Oak Cliff, 3.22.2025
On a cool, calm night a couple of days after the Spring Equinox, the backyard at The Wild Detectives was the site of an early candidate for my show of this young year. I hadn't seen my fellow Sputnik baby Mike Watt since his Missingmen played at the Granada on Lower Greenville back in 2010. I still cherish the memory of seeing him playing Stooges songs with Ron Asheton when J. Mascis and the Fog's More Light tour docked at SXSW 2001 -- a key link in the chain of events that saw Iggy and the Stooges reunited a couple of years later. Got to talk to him briefly and learned he is newly sober and using a crutch due to knee problems that started when he was a kid. He had surgery back then and doesn't want to go back under the knife. He was wearing a jacket like the one Patrick McGoohan wore in The Prisoner; Watt's a fan and his sister made it for him.

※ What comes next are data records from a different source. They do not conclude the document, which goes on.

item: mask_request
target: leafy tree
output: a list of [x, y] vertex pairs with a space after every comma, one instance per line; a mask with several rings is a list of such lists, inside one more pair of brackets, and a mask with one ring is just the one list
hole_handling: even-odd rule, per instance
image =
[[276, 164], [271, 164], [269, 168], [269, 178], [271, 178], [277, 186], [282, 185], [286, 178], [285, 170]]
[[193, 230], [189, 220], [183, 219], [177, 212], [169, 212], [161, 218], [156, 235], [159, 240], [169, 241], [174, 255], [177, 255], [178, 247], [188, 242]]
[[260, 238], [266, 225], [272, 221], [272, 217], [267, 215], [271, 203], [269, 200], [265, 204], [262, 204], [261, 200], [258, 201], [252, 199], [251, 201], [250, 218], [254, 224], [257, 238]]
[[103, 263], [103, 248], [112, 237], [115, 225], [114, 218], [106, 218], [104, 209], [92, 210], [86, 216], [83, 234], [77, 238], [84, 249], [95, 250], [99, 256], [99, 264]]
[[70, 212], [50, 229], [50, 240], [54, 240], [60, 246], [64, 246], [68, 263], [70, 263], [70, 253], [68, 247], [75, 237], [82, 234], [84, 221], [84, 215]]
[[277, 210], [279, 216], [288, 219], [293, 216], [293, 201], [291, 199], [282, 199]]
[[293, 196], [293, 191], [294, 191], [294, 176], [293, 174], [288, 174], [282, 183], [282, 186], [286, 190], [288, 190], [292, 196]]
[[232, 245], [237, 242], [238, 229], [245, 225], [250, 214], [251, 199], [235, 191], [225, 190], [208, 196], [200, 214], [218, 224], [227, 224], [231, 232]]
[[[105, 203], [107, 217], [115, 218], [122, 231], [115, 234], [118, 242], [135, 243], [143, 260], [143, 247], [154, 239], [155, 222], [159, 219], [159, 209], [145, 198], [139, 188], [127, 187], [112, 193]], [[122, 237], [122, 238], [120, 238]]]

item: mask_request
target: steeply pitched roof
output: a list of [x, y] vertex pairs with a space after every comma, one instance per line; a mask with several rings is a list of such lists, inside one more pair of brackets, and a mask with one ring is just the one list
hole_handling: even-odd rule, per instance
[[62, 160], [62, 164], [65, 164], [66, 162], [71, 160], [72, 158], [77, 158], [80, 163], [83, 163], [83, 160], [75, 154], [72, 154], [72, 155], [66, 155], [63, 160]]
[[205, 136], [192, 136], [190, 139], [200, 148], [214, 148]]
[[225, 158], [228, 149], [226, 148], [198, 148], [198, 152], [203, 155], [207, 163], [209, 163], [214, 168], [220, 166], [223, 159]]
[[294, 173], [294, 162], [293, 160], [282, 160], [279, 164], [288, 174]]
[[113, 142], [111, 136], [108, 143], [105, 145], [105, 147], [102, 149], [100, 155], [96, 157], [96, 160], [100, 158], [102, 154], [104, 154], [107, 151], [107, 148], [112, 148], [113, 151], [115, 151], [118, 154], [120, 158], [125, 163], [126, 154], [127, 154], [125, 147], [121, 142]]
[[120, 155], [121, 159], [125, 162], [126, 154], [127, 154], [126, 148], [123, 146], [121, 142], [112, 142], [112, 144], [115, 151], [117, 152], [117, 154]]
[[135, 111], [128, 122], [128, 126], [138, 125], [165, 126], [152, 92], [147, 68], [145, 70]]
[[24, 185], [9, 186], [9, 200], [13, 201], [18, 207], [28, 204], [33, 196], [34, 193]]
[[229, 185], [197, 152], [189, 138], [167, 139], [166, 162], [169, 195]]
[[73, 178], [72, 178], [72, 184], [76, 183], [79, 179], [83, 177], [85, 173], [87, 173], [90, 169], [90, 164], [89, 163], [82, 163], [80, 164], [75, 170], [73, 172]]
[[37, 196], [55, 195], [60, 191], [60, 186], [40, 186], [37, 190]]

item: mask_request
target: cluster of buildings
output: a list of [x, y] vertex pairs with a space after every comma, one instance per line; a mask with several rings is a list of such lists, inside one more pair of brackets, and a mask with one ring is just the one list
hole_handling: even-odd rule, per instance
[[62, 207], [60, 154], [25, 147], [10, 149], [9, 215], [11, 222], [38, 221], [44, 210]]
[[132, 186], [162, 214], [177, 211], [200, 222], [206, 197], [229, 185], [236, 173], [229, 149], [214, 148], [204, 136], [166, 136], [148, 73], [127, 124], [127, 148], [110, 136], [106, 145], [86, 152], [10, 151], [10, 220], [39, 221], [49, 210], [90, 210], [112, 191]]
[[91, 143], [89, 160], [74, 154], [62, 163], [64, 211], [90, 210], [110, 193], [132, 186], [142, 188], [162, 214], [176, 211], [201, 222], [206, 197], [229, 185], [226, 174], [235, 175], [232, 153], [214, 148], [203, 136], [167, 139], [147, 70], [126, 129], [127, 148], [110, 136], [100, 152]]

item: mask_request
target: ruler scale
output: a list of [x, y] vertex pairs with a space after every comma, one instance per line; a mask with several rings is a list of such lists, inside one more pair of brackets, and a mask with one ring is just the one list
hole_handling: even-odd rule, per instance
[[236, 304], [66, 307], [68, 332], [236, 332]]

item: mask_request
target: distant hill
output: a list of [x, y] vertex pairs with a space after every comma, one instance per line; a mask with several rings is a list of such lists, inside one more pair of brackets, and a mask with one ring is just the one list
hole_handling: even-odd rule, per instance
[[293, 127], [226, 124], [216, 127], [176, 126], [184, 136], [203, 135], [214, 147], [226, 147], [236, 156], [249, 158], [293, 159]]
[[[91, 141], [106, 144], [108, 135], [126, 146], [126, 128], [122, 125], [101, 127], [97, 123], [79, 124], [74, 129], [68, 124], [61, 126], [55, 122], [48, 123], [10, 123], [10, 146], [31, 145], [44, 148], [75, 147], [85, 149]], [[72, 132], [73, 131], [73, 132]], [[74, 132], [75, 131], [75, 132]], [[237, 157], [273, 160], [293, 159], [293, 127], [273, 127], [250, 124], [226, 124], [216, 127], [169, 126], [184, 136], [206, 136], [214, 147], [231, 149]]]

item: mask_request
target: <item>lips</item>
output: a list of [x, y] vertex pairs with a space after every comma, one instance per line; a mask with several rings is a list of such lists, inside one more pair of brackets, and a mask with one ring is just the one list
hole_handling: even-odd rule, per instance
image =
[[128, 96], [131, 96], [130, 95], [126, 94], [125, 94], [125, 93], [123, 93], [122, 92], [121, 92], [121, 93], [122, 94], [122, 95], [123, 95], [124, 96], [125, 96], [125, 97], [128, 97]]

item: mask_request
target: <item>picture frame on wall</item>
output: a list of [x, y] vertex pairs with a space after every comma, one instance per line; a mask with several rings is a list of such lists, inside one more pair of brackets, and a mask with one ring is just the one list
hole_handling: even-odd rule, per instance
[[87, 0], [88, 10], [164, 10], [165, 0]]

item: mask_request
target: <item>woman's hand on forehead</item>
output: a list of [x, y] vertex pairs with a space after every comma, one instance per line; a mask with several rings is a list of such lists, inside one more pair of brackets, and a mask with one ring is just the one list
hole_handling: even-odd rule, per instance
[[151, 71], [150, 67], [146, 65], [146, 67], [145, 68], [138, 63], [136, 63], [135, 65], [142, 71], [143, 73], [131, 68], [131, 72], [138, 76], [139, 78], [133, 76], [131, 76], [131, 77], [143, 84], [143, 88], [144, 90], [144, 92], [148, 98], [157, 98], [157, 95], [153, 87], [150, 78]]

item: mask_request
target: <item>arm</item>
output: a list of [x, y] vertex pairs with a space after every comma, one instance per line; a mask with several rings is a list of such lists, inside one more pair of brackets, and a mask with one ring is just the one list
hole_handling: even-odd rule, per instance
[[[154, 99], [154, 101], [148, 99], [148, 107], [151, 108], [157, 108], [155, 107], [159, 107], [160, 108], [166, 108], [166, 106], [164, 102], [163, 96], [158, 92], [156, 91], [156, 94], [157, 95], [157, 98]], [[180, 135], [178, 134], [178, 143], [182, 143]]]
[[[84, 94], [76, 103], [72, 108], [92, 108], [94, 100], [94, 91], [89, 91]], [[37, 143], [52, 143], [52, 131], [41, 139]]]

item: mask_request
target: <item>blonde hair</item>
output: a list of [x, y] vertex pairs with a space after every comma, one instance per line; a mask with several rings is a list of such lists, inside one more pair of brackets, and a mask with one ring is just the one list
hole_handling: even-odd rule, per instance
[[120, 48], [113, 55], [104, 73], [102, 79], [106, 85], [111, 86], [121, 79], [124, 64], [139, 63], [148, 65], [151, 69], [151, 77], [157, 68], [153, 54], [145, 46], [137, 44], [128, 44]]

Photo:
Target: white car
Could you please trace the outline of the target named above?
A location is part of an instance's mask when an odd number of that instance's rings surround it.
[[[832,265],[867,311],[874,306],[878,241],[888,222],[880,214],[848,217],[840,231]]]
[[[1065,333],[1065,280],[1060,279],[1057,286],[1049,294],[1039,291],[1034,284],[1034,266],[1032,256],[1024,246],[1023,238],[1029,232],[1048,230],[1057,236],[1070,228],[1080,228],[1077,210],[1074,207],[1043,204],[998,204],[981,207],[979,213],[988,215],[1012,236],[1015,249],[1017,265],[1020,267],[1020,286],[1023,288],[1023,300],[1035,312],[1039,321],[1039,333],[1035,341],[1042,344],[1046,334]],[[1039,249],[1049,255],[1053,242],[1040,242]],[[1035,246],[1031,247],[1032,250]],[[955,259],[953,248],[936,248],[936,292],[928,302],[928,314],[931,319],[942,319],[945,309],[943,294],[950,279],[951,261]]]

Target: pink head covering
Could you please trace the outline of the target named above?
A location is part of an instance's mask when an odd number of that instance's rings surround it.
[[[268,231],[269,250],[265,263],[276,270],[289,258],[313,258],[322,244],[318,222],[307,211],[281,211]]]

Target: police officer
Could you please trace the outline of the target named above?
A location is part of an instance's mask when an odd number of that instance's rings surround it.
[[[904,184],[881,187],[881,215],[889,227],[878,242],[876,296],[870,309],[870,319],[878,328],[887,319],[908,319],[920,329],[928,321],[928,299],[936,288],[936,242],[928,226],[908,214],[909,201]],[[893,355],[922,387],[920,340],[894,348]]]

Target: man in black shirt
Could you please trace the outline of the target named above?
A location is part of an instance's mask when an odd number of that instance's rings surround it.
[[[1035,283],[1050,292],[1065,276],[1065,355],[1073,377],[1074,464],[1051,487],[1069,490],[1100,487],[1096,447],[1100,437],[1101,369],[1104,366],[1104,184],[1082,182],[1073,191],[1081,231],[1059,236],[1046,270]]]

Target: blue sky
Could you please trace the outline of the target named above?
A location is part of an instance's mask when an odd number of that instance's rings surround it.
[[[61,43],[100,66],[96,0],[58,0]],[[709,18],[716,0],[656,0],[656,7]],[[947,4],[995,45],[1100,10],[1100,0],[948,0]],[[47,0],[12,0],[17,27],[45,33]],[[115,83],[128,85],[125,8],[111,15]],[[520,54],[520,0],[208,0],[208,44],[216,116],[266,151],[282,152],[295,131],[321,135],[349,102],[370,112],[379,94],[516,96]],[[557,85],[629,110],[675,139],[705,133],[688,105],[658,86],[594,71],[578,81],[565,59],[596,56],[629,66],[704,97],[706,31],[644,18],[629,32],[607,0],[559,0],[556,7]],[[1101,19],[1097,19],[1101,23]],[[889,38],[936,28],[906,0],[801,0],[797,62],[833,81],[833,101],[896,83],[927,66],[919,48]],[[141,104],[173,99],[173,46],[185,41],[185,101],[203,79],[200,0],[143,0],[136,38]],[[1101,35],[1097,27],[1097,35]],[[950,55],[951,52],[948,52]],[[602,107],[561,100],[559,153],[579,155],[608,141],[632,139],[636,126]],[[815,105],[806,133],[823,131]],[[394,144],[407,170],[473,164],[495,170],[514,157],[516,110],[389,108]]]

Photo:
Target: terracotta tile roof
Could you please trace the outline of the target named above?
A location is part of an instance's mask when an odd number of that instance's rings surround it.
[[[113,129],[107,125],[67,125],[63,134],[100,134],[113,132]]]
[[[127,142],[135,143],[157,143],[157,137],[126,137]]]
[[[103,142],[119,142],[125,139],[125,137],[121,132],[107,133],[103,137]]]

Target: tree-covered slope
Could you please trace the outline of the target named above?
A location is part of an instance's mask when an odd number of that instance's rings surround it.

Tonight was the ninth stop on MSSV's "Haru Tour 2025," with another 42 dates to follow for punk rock bass warrior Watt and his bandmates, guitarist-singer-songwriter Mike Baggetta and drummer Stephen Hodges. (In an earlier post, I misidentified Hodges, who drummed on Watt's Contemplating the Engine Room and has had an illustrious career working with the likes of Tom Waits, Mavis Staples, and David Lynch. Mea culpa.) Baggetta inhabits that Nels Cline sound world, using devices that mess with time and timbre in ways I can't really comprehend, manipulating the controls like an electronic musician, but also plays blazing skronk, well-integrated into intelligent rock song structures. Watt and Hodges gave him a big pocket to operate in, and Hodges took a brief solo on the closing "Human Reaction." New album On and On, their third as a unit, has quickly become a fave around mi casa, and we got to hear a big chunk of it on the Wild Detectives stage. On the way out, I wished Watt fair winds and following seas.
I've been digging the members of Austin improv supergroup THC Trio in different contexts for the last few years, but this group is the first time the three of them -- saxophonist Joshua Thomson (Atlas Maior), guitarist Jonathan F. Horne (The Young Mothers, (Exit) Knarr), and drummer Lisa Cameron (ST 37, Suspirians) -- have played together as a unit. They exploded out of the gate with full-on fury, Horne switching between his Ventures model Mosrite and Fender Bass VI, Cameron shifting her patterns and driving the music, Thomson moving a big column air and drawing from a deep well of musical inspiration. They followed the music's flow through several dynamic shifts before concluding quietly. A second piece was shorter; overall, a highly satisfying set.
We'd seen Thomson play a guest slot with my favorite band of the moment, Trio Glossia, a couple of nights before. For this evening's opening set, they were joined by leader-vibraphonist-drummer Stefan Gonzalez's former Unconscious Collective bandmate, guitarist Gregg Prickett, and limited by the constraints of a 30-minute time slot. They condensed a lot of material from their recently released debut CD, with Gonzalez and tenor saxophonist-drummer Joshua Canate shifting positions midway, Prickett adding his voice to the heads and playing edgy improvs. He achieves the same tension with a clean tone and dissonance that others use volume and distortion to attain.
Watt, who'd just come from Oklahoma, said he heard some Charlie Christian in there, and compared bassist Matthew Frerck to Ronnie Boykins in Sun Ra's Arkestra. High praise from San Pedro, California's finest. They closed with a quick version of Frerck's as-yet-unrecorded "To Walk the Night," with Prickett playing the part usually played by the composer. Next week, Gonzalez heads to Europe with his bass playing sibling Aaron Gonzalez for a 16-day tour with Humanization 4tet. After that, Stefan says Trio Glossia will devote some time to writing new material. We look forward to hearing it.